André Schulz, Vorsitzender des Bundes Deutscher Kriminalbeamter, hält die personellen Engpässe bei der Polizei, die zu den Veranstaltungsverboten führe, für "ein Unding". Spiegel Online sagte er: Es kann doch nicht sein, dass wir nun zum zweiten Mal in jüngster Vergangenheit Grundrechte beschränken müssen, weil wir nicht genügend Beamte auf die Straße schicken können."

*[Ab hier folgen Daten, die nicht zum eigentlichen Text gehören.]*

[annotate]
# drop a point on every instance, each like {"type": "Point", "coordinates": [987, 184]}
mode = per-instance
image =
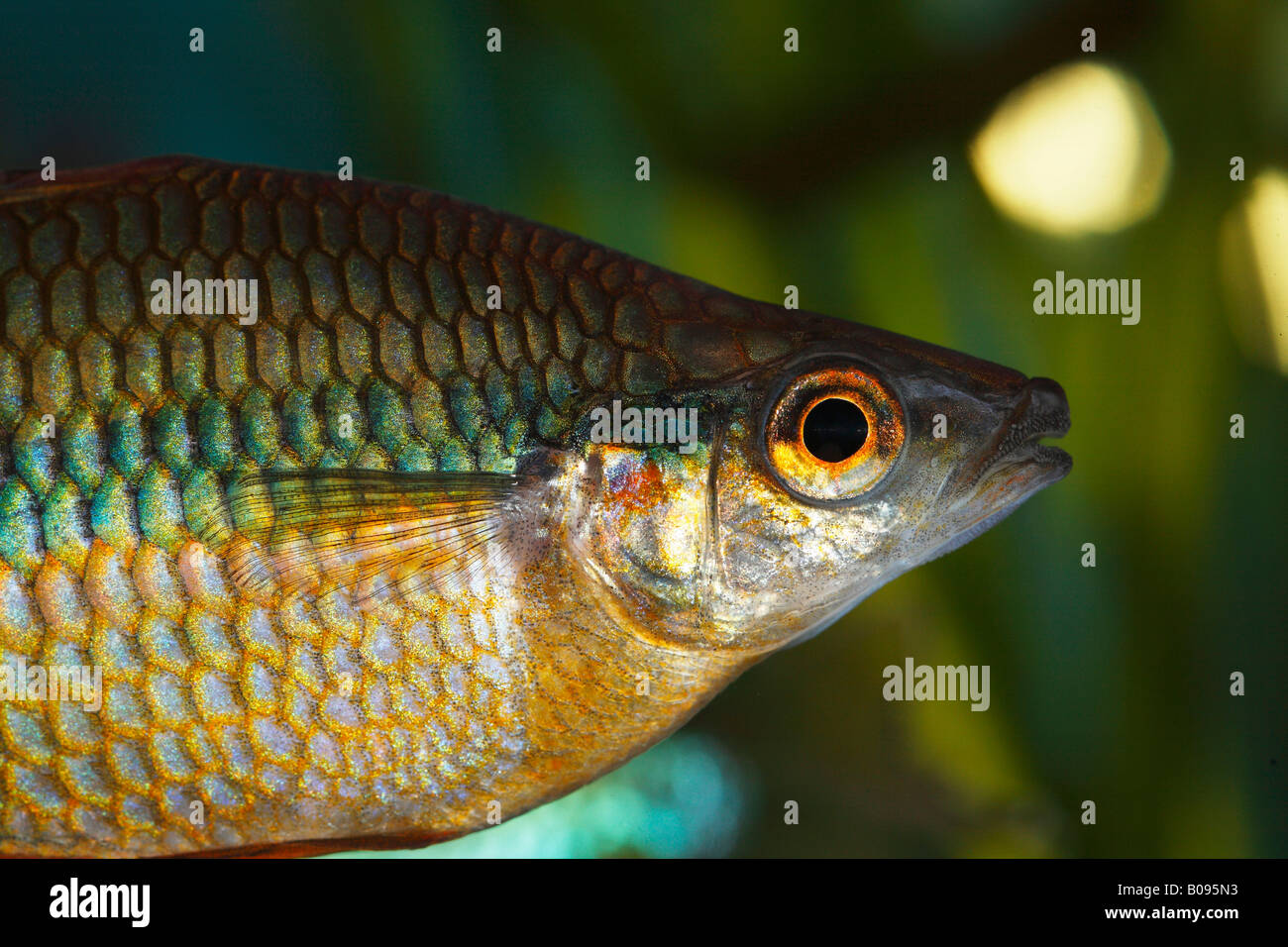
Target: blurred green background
{"type": "Point", "coordinates": [812, 169]}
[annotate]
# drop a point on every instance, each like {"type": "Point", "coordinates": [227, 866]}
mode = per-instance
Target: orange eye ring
{"type": "Point", "coordinates": [877, 437]}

Das Hamburger Landeskriminalamt rechnet mit "Gewaltexzessen", sollte die Demonstration stattfinden. Opfer könne jeder werden. Einsatzkräfte, aber auch Passanten. Die Veranstalter, mutmaßlich ein Netzwerk um den bekannten Rechtsextremen Thorsten de Vries, der auch schon bei der "Hooligans gegen Salafisten"-Demonstrationen als Redner aufgetreten ist, hatte im Vorfeld gewarnt, dass "ältere und gebrechliche Menschen und Kinder unter 16" besser nicht teilnehmen sollten.